Collaborative Development Environment: A virtual space wherein all the stakeholders of a project, even if separated by time or distance, may negotiate, communicate, coordinate, brainstorm, discuss, share knowledge, and liaise to carry out some task, most often to create an executable deliverable and its supporting artifacts, holistically integrating multiple collaborative tools and resources.
Hacker: In the computing community, a skilled, experienced or even a wizard software developer. Also a person who creates and modifies computer software or hardware. Used in the media and popularly to mean computer and network security expert, this term has nothing to do with the hackers that contribute to the OSCs.
Meritocracy: A system of government based on rule by ability (merit) rather than by wealth, race, or other determinants of social position.

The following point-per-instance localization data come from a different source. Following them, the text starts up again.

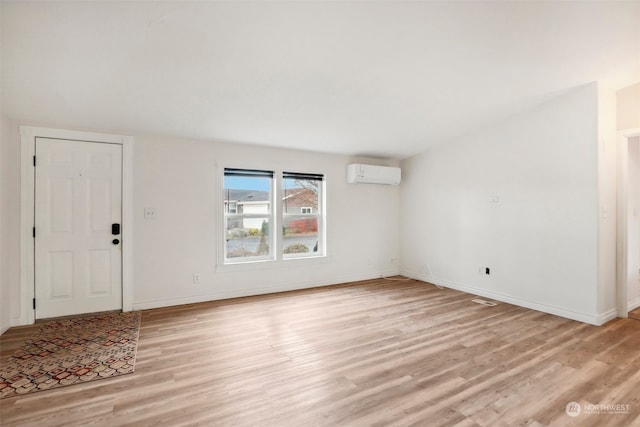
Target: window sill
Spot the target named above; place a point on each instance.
(272, 264)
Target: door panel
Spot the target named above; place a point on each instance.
(78, 196)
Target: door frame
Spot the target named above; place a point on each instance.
(28, 135)
(622, 223)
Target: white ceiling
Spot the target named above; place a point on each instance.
(384, 79)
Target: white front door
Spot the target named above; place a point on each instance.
(78, 255)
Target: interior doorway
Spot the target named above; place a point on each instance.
(628, 274)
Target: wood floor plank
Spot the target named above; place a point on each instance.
(372, 353)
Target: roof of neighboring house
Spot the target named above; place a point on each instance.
(242, 196)
(246, 195)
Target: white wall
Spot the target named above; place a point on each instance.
(633, 224)
(4, 289)
(180, 179)
(628, 107)
(607, 202)
(9, 235)
(541, 239)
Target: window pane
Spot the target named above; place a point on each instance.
(300, 196)
(247, 195)
(300, 235)
(247, 209)
(247, 237)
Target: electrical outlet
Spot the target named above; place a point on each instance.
(149, 213)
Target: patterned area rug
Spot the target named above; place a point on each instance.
(73, 350)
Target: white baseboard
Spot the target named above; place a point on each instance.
(633, 304)
(545, 308)
(146, 305)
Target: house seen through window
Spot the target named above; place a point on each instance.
(250, 215)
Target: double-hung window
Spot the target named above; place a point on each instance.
(302, 215)
(269, 216)
(248, 215)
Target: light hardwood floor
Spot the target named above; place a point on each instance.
(369, 353)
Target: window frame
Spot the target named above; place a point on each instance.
(319, 215)
(270, 216)
(276, 250)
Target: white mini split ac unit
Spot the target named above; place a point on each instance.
(369, 174)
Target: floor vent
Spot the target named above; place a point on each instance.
(483, 302)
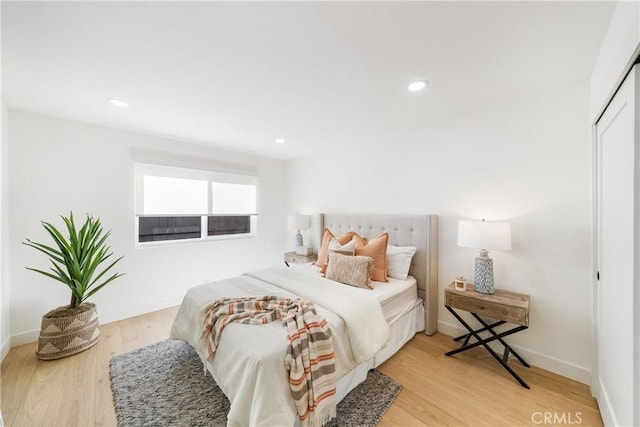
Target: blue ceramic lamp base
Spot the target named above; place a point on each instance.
(483, 277)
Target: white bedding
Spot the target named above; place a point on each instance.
(248, 366)
(395, 296)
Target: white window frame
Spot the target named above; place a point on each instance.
(211, 176)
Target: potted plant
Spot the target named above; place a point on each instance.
(76, 262)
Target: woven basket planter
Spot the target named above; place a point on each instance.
(65, 336)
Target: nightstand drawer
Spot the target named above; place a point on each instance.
(294, 258)
(503, 305)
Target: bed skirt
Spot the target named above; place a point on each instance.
(403, 328)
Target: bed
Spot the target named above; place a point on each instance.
(248, 366)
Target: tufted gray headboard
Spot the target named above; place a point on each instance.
(420, 231)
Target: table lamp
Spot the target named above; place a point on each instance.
(484, 235)
(298, 222)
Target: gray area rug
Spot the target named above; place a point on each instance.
(164, 385)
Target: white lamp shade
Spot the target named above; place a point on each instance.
(484, 235)
(298, 222)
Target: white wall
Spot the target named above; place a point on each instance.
(4, 238)
(527, 162)
(58, 165)
(620, 47)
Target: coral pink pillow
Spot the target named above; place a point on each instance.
(376, 249)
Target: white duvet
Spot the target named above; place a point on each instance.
(249, 363)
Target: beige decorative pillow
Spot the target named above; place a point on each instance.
(350, 270)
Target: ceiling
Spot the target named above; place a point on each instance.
(317, 74)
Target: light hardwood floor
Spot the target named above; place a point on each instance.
(468, 389)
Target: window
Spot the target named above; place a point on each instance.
(179, 204)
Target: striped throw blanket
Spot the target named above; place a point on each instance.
(310, 358)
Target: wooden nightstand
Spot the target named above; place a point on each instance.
(504, 306)
(294, 258)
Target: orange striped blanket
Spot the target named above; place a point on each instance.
(310, 358)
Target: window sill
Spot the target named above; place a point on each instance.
(181, 242)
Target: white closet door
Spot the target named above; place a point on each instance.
(616, 383)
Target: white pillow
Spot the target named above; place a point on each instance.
(347, 248)
(399, 261)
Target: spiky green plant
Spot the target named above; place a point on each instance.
(78, 257)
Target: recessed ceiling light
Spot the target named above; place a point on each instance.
(418, 85)
(118, 103)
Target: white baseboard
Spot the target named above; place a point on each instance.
(4, 348)
(557, 366)
(112, 316)
(104, 317)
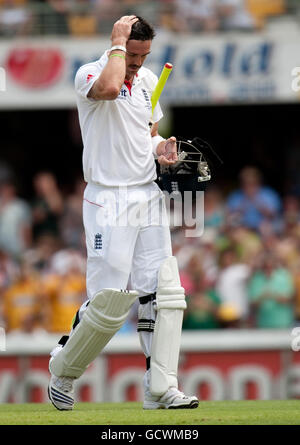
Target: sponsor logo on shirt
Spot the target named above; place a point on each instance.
(89, 77)
(147, 99)
(98, 241)
(122, 94)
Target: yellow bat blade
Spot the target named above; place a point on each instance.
(160, 84)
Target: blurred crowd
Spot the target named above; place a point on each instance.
(93, 17)
(242, 272)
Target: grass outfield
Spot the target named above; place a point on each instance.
(276, 412)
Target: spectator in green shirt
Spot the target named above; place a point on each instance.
(202, 307)
(271, 292)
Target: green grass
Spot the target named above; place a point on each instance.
(276, 412)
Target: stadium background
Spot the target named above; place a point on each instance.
(232, 86)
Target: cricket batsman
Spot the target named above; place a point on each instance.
(114, 106)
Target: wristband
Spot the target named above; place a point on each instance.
(119, 47)
(117, 55)
(155, 142)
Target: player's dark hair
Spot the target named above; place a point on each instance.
(142, 30)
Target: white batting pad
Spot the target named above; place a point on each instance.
(104, 316)
(171, 303)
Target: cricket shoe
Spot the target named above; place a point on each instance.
(172, 399)
(61, 392)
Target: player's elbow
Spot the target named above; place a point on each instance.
(112, 92)
(107, 92)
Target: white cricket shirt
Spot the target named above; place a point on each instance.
(116, 134)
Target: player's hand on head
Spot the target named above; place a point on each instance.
(167, 154)
(122, 29)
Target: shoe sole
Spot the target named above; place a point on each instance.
(193, 404)
(59, 409)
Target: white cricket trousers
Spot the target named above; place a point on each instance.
(127, 238)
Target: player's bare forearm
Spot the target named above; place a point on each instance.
(110, 81)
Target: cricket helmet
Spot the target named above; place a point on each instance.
(193, 169)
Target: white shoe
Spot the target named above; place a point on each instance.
(172, 399)
(61, 392)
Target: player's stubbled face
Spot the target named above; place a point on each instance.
(137, 51)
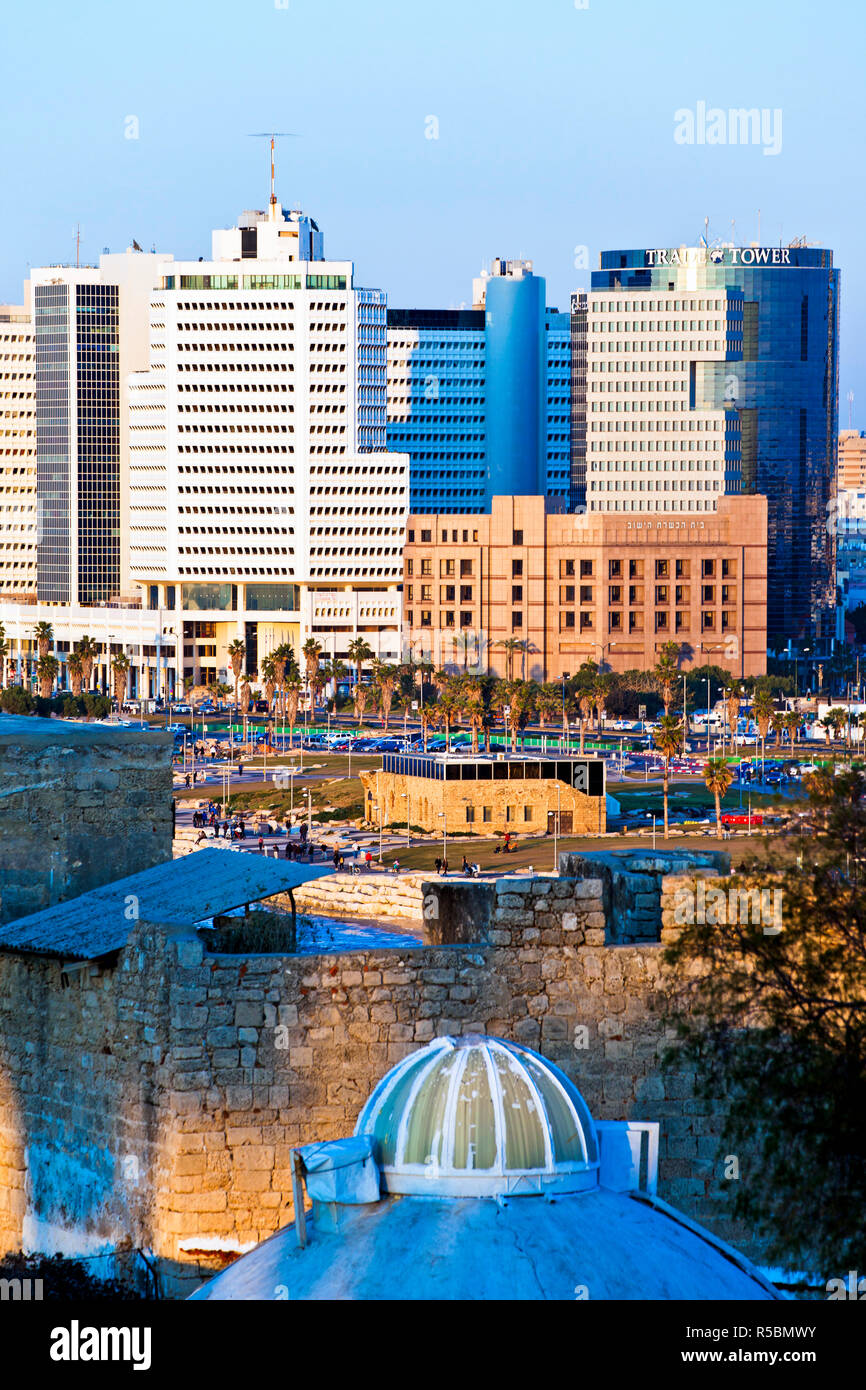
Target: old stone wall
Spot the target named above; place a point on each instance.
(79, 806)
(157, 1100)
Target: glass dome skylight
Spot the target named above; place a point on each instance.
(477, 1116)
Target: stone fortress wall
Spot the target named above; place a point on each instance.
(79, 806)
(153, 1102)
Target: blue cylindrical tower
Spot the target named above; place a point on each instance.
(516, 391)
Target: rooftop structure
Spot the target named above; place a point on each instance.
(446, 1191)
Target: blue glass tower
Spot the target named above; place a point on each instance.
(481, 399)
(776, 382)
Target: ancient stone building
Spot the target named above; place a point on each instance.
(150, 1096)
(488, 794)
(79, 805)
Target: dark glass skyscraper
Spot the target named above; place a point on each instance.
(762, 371)
(78, 445)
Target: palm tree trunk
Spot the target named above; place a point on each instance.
(665, 792)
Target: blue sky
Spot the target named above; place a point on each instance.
(555, 131)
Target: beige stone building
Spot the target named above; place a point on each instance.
(17, 453)
(603, 587)
(852, 460)
(488, 794)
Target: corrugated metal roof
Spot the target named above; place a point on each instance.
(178, 893)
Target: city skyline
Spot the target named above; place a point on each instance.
(512, 139)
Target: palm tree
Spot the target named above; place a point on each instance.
(362, 695)
(385, 680)
(548, 702)
(667, 738)
(312, 653)
(585, 704)
(45, 635)
(762, 709)
(473, 709)
(237, 655)
(717, 776)
(733, 715)
(88, 649)
(75, 672)
(291, 697)
(359, 652)
(665, 673)
(46, 670)
(510, 647)
(463, 641)
(268, 680)
(121, 674)
(791, 723)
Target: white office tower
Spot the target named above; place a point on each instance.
(17, 455)
(654, 439)
(263, 502)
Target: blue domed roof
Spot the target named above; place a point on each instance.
(476, 1116)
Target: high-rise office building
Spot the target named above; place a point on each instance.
(852, 460)
(91, 328)
(263, 501)
(481, 399)
(18, 512)
(706, 371)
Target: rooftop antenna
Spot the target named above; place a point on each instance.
(271, 136)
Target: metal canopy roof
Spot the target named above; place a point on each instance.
(178, 893)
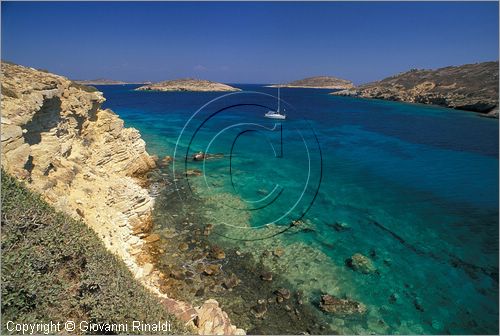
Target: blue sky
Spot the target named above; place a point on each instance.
(247, 42)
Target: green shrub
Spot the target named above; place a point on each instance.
(55, 268)
(86, 88)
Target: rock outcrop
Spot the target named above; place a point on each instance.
(188, 84)
(471, 87)
(320, 82)
(360, 263)
(104, 81)
(57, 139)
(341, 307)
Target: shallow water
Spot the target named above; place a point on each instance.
(417, 187)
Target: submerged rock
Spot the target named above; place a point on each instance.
(211, 269)
(341, 307)
(200, 156)
(193, 172)
(176, 274)
(208, 229)
(279, 252)
(232, 281)
(341, 226)
(217, 253)
(266, 276)
(361, 263)
(283, 293)
(211, 320)
(151, 238)
(259, 310)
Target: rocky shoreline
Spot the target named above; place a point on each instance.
(191, 266)
(470, 87)
(56, 138)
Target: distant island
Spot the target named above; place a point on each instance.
(470, 87)
(103, 81)
(187, 84)
(319, 82)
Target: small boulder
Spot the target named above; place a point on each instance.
(341, 307)
(213, 269)
(151, 238)
(183, 247)
(231, 281)
(341, 226)
(266, 276)
(279, 252)
(200, 156)
(284, 293)
(208, 229)
(177, 275)
(361, 263)
(259, 310)
(217, 253)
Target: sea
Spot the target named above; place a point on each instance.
(411, 188)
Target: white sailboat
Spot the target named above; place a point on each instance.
(276, 114)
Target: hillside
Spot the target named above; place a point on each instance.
(320, 82)
(55, 267)
(103, 81)
(188, 84)
(471, 87)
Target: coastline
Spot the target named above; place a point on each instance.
(62, 143)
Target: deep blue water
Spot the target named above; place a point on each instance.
(417, 186)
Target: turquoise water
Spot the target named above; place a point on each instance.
(416, 185)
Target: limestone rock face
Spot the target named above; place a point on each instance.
(212, 320)
(471, 87)
(56, 138)
(341, 307)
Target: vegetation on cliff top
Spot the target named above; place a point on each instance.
(55, 268)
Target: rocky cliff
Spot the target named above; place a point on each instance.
(188, 84)
(471, 87)
(57, 139)
(320, 82)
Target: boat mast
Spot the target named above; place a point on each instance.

Meritocratic governments, organizations, and communities stress talent, formal education, and competence, rather than existing differences such as social class, ethnicity, or sex.
Open Source: Describes practices in production and development that promote access to the end product’s sources and allow for the concurrent use of different agendas and approaches in production. Some consider it as a philosophy, and others consider it as a pragmatic methodology. Open source has come to represent much more than software whose source code may be freely modified and redistributed with few restrictions imposed by the terms of its distribution license. Information, documentation, and other “sources” generally related to innovation and knowledge build and share processes, tend to fall under the open source umbrella.
Open Source Community: A loosely organized, ad-hoc community of contributors from all over the world who share an interest in meeting a common need, ranging from minor projects to huge developments, and carry it out using a high-performance collaborative development environment, allowing the organizational scheme and processes to emerge over time. The concept represents one of the most successful examples of high-performance collaboration and community building on the Internet.
Community: An amalgamation of people with related interests. Intent, belief, resources, preferences, needs, goals, and a multitude of other conditions may be present and common, affecting the degree of adhesion within the group. Communities may meet to share information, to participate in shared projects, or to complete group tasks. What most characterizes a community is the pursuit of a common productive goal and sharing interaction in many ways.